DOJ pushing to indict Raúl Castro over 1996 downing of civilian planes, officials say


Economic conditions have grown steadily worse since the Trump administration’s months-long blockade of oil shipments. Cuba is suffering a massive energy crisis with fuel shortages and blackouts.

Still, the Cuban regime has shown little sign of ceding power or offering major concessions as Washington demands.

Trump, on Air Force One back from a China trip Friday, said the Castro investigation was a question for the Justice Department.

“You talk about a declining country, they are really a nation or a country in decline,” Trump said. “So we’re going to see.”

The president has kept up a drumbeat of threats against Cuba, suggesting earlier this month that an aircraft carrier returning from the Middle East might make a detour to there. The warship could “come in, stop about 100 yards offshore, and they’ll say: ‘Thank you very much. We give up,’” Trump said.

Senior Trump administration officials have stepped up their efforts in recent weeks to pressure Havana.

The State Department announced new hard-hitting sanctions on Cuba earlier this month, penalizing foreign firms doing business with Havana. But officials also offered Cuba $100 million in humanitarian assistance if the regime would agree to “meaningful” reforms.

CIA Director John Ratcliffe, who typically keeps his international travel confidential, made a high-profile trip to Havana on Thursday, holding a meeting with Cuban officials as he delivered a stern warning demanding dramatic changes without delay, according to a CIA official and a statement from the Cuban government.

“Director Ratcliffe traveled to Havana to initiate substantive discussions on the essential steps the Cuban regime must do to build a productive relationship with the United States,” a CIA official said in an email on Thursday.

The director made clear that time was short and Cuba needed to act, suggesting that if the regime dragged its feet, it might face the same fate as the government in Venezuela, according to the CIA official.

Ratcliffe “emphasized that the U.S. is extending a genuine opportunity for collaboration, and — as evidenced by Venezuela — President Trump must be taken seriously,” the official said.

The spy agency director also repeated the demand from Washington that Cuba stop accommodating adversaries; U.S. officials have long maintained that Moscow and Beijing use the island 90 miles off Florida’s coast to conduct espionage directed against the United States.

Ratcliffe told his Cuban counterparts that Havana “can no longer serve as a platform for adversaries to advance hostile agendas in our hemisphere.”
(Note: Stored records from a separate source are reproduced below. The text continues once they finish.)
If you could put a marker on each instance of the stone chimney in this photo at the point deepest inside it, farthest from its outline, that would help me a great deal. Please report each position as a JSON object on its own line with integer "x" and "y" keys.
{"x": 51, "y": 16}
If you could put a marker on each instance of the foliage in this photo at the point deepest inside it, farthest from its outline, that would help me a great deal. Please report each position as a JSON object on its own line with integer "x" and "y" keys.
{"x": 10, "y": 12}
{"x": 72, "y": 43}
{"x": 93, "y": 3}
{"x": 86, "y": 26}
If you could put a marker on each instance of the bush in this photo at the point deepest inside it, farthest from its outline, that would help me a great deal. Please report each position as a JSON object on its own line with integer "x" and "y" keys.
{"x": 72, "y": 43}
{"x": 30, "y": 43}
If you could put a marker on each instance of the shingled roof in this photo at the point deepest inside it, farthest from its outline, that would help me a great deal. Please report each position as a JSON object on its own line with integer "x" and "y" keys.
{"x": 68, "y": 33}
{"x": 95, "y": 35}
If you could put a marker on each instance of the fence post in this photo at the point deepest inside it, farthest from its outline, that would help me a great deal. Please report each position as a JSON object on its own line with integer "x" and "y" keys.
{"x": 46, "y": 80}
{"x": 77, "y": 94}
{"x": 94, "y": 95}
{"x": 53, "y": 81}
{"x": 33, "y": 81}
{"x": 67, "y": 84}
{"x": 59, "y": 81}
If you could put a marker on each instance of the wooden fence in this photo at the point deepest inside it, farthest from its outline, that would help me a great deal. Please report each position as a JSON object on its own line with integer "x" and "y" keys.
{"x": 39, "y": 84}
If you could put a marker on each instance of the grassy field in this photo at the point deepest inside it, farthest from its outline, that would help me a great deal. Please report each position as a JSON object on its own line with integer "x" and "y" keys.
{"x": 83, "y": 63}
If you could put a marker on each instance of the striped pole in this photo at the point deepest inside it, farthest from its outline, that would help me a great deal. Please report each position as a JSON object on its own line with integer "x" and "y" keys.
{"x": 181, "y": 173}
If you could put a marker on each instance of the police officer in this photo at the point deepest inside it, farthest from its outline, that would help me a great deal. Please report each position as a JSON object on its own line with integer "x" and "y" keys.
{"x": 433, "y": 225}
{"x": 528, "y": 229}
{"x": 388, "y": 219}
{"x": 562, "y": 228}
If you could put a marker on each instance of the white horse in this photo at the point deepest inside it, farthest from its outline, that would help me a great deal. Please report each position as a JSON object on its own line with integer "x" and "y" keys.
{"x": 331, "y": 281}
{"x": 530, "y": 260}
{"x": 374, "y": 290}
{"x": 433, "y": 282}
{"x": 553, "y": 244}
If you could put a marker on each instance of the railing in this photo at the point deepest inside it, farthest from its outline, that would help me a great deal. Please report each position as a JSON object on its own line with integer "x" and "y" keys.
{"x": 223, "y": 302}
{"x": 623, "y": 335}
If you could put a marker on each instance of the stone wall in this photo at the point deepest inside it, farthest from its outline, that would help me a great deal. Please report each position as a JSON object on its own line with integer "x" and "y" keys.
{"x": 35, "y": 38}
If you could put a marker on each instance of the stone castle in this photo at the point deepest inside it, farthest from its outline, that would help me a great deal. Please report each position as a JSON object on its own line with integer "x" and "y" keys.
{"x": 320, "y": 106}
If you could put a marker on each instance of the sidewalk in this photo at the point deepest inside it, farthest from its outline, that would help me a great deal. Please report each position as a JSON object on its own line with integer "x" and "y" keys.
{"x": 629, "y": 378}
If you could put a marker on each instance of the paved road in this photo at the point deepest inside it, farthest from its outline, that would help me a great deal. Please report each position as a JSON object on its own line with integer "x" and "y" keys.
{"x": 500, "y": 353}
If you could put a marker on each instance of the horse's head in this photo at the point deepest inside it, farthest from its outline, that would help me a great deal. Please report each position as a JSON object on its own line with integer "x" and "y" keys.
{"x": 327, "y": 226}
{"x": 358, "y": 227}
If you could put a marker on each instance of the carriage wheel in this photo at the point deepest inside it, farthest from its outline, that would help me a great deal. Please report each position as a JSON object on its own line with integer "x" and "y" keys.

Cuba was designated a “state sponsor of terrorism,” by harboring Colombian rebel groups and U.S. fugitives, a status reinstated last year by Trump. It reversed a short-lived move by the Biden administration.

According to a statement from Havana, Cuba provided information to the U.S. that “made it possible to categorically demonstrate that Cuba does not constitute a threat to U.S. national security, nor are there legitimate reasons to include it on the list of countries that allegedly sponsor terrorism.”

The Trump administration began exploring earlier this year whether the Justice Department could charge members of the regime or the Communist Party with crimes, NBC News had reported. The multi-agency effort was being led by the U.S. Attorney’s Office for the Southern District of Florida.

Federal prosecutors are actively working on the Castro the case, but it’s not clear whether it has gone before a grand jury, which will determine whether to indict the leader. The possible indictment was first reported by CBS News.

The 1996 shooting of the planes remains one of the most politically-charged episodes in modern U.S.-Cuba relations.

The volunteers routinely flew over the Florida Straits looking for Cuban refugees making their way to the U.S. on makeshift boats.

Fidel Castro, who was president at the time, claimed that the planes violated Cuban airspace and that they were downed as a defense against “terrorist threats.” Raúl Castro was head of the armed forces at the time.

Congress later found the pilots “were flying unarmed and defenseless planes in a mission identical to hundreds they have flown since 1991 and posed no threat whatsoever to the Cuban Government, the Cuban military, or the Cuban people.”

The case has remained a sore point. Cuban American members of Congress wrote a letter to Trump in February asking the Justice Department to consider indicting Raúl Castro in the shooting of the planes.